There have been a number of changes made to the ZFS code since 10.3-RELEASE; there is a version of a patch that I have been running which *should* apply against 10.3 in the following bug thread (I'm currently on 11 with the version for it in production here): https://bugs.freebsd.org/bugzilla/show_bug.cgi?id=187594
Created attachment 182943 [details] output of "zfs-stats -a" when ARC reaches minimum (w/o swap)
Created attachment 182944 [details] output of "vmstat -z" when ARC reaches minimum (w/o swap)
Created attachment 182945 [details] output of "procstat -kka" when ARC reaches minimum (w/o swap)
Created attachment 182946 [details] output of "sysctl vm" when ARC reaches minimum (w/o swap)
(In reply to Fabian Keil from comment #6) > The procstat output suggests that you might be using geli for the swap device. Yes, you're right. I'm using GELI (AES-256-XTS/SHA256/onetime) over gmirror of 2 gpt partitions. > This is known to cause deadlocks under memory pressure: > https://bugs.freebsd.org/bugzilla/show_bug.cgi?id=209759 Disabled GELI swap & stopped relevant gmirror -- still got ARC eviction after running tar... > You could reduce vfs.zfs.deadman_synctime_ms to more quickly get a panic when the system becomes unresponsive. Unfortunately, I cannot see any panics (and thus, stack traces). System just hangs w/o any output to logs or console, and all that I can do - reset or power cycle through IPMI interface. I'm thinking about compiling kernel with KDB/DDB and collecting coredump with NMI. > It would probably help to see the counters in vm_cnt. Attached relevant sysctl output & similar diagnostics as before, but w/o swap.
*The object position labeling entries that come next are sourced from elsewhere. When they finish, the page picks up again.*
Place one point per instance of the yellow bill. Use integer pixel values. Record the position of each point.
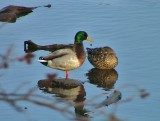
(89, 39)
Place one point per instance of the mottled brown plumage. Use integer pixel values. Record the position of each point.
(102, 58)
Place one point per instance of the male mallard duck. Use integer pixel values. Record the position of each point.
(102, 58)
(67, 58)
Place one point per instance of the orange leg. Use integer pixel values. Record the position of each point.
(67, 74)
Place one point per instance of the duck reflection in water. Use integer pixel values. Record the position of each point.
(105, 78)
(67, 90)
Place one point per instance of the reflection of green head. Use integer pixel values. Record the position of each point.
(80, 36)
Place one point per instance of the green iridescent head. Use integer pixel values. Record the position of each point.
(82, 35)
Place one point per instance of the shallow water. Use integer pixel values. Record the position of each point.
(131, 28)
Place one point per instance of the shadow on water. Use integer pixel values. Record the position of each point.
(67, 90)
(11, 13)
(106, 79)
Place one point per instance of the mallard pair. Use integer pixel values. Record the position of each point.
(71, 56)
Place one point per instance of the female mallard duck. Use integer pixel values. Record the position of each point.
(102, 58)
(65, 57)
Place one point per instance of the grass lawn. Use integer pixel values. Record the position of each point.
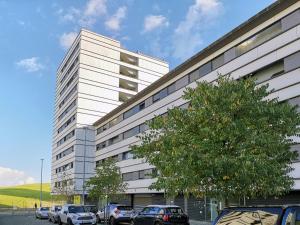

Anton, I suspect that you could be running into a bug in fdalloc / fdgrowtable code that causes an attempt to allocate an insane amount of memory. The ARC is just the first victim. Could you please try to use kgdb (preferably from devel/gdb) and check arguments and local variables in the relevant stack frames?
(In reply to Andriy Gapon from comment #14) Running devel/gdb is possible but I need some instructions because I have almost no experience with it.
Looks like I can't reproduce this anymore after updating to releng/11.1 I still can observe a problem with ARC eviction to minimum size, but system at least doesn't hang now. So its time to try again patches from #187594 & D7538.